Tra i libri presentati al Premio Strega 2021 c’è “L’acqua del lago non è mai dolce” (Bompiani 2021) di Giulia Caminito, proposto da Giuseppe Montesano.

È un romanzo scritto in prima persona, in cui l’io narrante percorre la sua vita usando il presente semplice, perché tutto accade adesso, nella mente di chi ricorda.

Quella della protagonista, una ragazza dai capelli rossi come l’autrice, è una crescita difficile, perché la vita non è stata generosa con lei e l’ha messa ai margini. Gli ostacoli non fanno altro che accrescere la sua rabbia. Ha un padre sulla sedia a rotelle che si lascia andare, una condizione economica disagiata e interamente sulle spalle della madre e infine un carattere contradditorio, che spazia dall’anaffettività all’aggressività. Lei, com’è giusto per una bambina che poi diventa ragazza e poi giovane laureata, desidera solo poter essere come tutti, non restare indietro e anzi superarli.

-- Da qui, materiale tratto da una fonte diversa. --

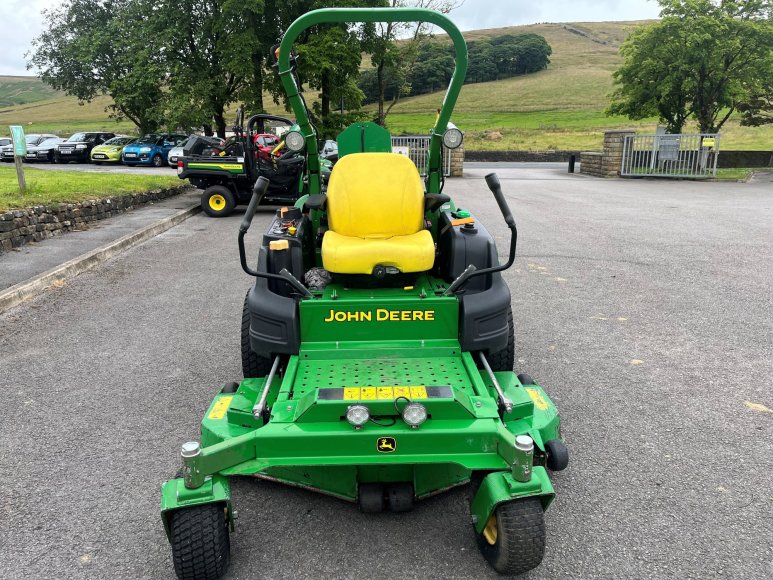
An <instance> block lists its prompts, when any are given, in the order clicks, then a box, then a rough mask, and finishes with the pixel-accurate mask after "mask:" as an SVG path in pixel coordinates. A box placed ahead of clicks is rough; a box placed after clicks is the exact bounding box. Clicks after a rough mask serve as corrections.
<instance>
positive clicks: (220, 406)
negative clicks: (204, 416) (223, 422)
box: [207, 395, 233, 420]
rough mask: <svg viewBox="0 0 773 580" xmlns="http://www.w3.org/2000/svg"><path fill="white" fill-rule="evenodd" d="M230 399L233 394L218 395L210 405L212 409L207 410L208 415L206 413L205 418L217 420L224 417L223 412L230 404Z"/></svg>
mask: <svg viewBox="0 0 773 580" xmlns="http://www.w3.org/2000/svg"><path fill="white" fill-rule="evenodd" d="M232 399H233V395H228V396H227V397H220V398H219V399H218V400H217V401H215V404H214V405H212V410H211V411H210V412H209V415H207V419H214V420H217V419H222V418H223V417H225V414H226V412H227V411H228V407H230V406H231V400H232Z"/></svg>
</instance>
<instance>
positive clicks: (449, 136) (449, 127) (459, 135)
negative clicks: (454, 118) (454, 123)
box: [443, 123, 464, 149]
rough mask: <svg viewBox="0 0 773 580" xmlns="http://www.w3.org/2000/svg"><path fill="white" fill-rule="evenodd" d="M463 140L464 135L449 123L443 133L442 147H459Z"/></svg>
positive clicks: (448, 148)
mask: <svg viewBox="0 0 773 580" xmlns="http://www.w3.org/2000/svg"><path fill="white" fill-rule="evenodd" d="M463 140H464V134H463V133H462V132H461V131H460V130H459V129H457V128H456V126H455V125H454V124H453V123H449V124H448V129H446V132H445V133H443V145H445V147H446V149H456V148H457V147H460V146H461V144H462V141H463Z"/></svg>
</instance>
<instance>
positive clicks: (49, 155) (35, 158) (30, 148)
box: [24, 137, 64, 163]
mask: <svg viewBox="0 0 773 580" xmlns="http://www.w3.org/2000/svg"><path fill="white" fill-rule="evenodd" d="M62 141H64V139H62V138H60V137H51V138H50V139H46V140H45V141H43V142H42V143H41V144H40V145H33V146H32V147H27V156H26V157H25V158H24V160H25V161H48V162H49V163H53V161H54V152H55V151H56V148H57V146H58V145H59V143H61V142H62Z"/></svg>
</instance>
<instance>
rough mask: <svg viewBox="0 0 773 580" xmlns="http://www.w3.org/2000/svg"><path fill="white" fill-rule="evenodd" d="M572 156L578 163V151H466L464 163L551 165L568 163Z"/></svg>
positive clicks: (560, 150) (579, 158)
mask: <svg viewBox="0 0 773 580" xmlns="http://www.w3.org/2000/svg"><path fill="white" fill-rule="evenodd" d="M572 155H574V156H575V157H576V159H577V160H578V161H579V159H580V152H579V151H566V150H556V151H467V153H466V156H465V159H466V161H480V162H484V163H492V162H497V161H509V162H521V161H531V162H539V163H543V162H548V163H550V162H552V163H568V162H569V157H571V156H572Z"/></svg>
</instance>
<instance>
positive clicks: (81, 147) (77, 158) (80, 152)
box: [54, 132, 115, 163]
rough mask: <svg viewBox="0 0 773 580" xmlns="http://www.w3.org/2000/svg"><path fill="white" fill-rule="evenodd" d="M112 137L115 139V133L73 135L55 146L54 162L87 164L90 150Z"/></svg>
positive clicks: (95, 133)
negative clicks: (54, 161) (62, 142)
mask: <svg viewBox="0 0 773 580" xmlns="http://www.w3.org/2000/svg"><path fill="white" fill-rule="evenodd" d="M113 137H115V133H102V132H94V133H91V132H88V133H75V135H72V136H71V137H70V138H69V139H67V141H65V142H64V143H60V144H59V145H58V146H57V148H56V153H55V154H54V160H55V161H56V162H57V163H69V162H70V161H76V162H78V163H88V162H89V156H90V155H91V150H92V149H94V147H96V146H97V145H102V143H104V142H105V141H107V140H108V139H112V138H113Z"/></svg>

Punti di forza de “L’acqua del lago non è mai dolce”

La scrittura di Giulia Caminito è forte, polisemica, sanguinante. Mentre la leggiamo è impossibile non ricordarci com’era essere adolescente, perché ci troviamo trasformati nella stessa gommapiuma e tutto torna a inciderci.

“C’è chi ha l’equilibrio per star su un piede solo al modo dei fenicotteri, chi quando balla ha ritmo e sente il tempo della batteria, chi per addizionare e sottrarre non ha bisogno di foglio o calcolatrice e poi ci sono io che so sparare e ho le gambe ruvide e la felpa larga e la testa vuota di un futuro che non conosco”

Nel libro sembrano muoversi relazioni, più che personaggi: con le amiche, con le nemiche, con i ragazzi. Di tutte, la figura della madre della protagonista è quella che più mi ha colpita. È ingombrante, invasiva, fortemente caratterizzata. Riempie tutti gli spazi per istinto di protezione, per eccesso di controllo e perché la vita l’ha forgiata così. Ognuno dei suoi quattro figli le reagisce in maniera diversa. È una madre che non lascia scampo e chi la subisce soffre il pensiero di poter non reggere mai il confronto.

Però, però, però…

Come scegliere il finale “giusto” per un vortice di accadimenti come quello che viene proposto ne “L’acqua del lago non è mai dolce”? La protagonista di una storia come questa meriterà di conoscere il riscatto morale e sociale o sarà destinata ad affondare, inesorabilmente, secondo un immobilismo che ricorda quello di James Joyce in “Gente di Dublino”?

Si giunge alla fine del romanzo piacevolmente ubriachi per l’uso della lingua italiana così esatto, sfaccettato, intenso. Qualsiasi perplessità sul finale scelto passa, perciò, in secondo piano e rimane l’unico, debole “però” che si potrebbe opporre a questo libro.

“Quanto più lo ripeti – ti amo – più si consuma, è cera che scende a gocce e moccola, sporca a terra”

Uno dei motivi per leggere presto “L’acqua del lago non è mai dolce” è nella bellezza dello stile. La narrazione è condotta in maniera incalzante, concentrica, intima come un flusso di coscienza ma con più respiro. Consigliatissimo agli adolescenti e ai loro genitori.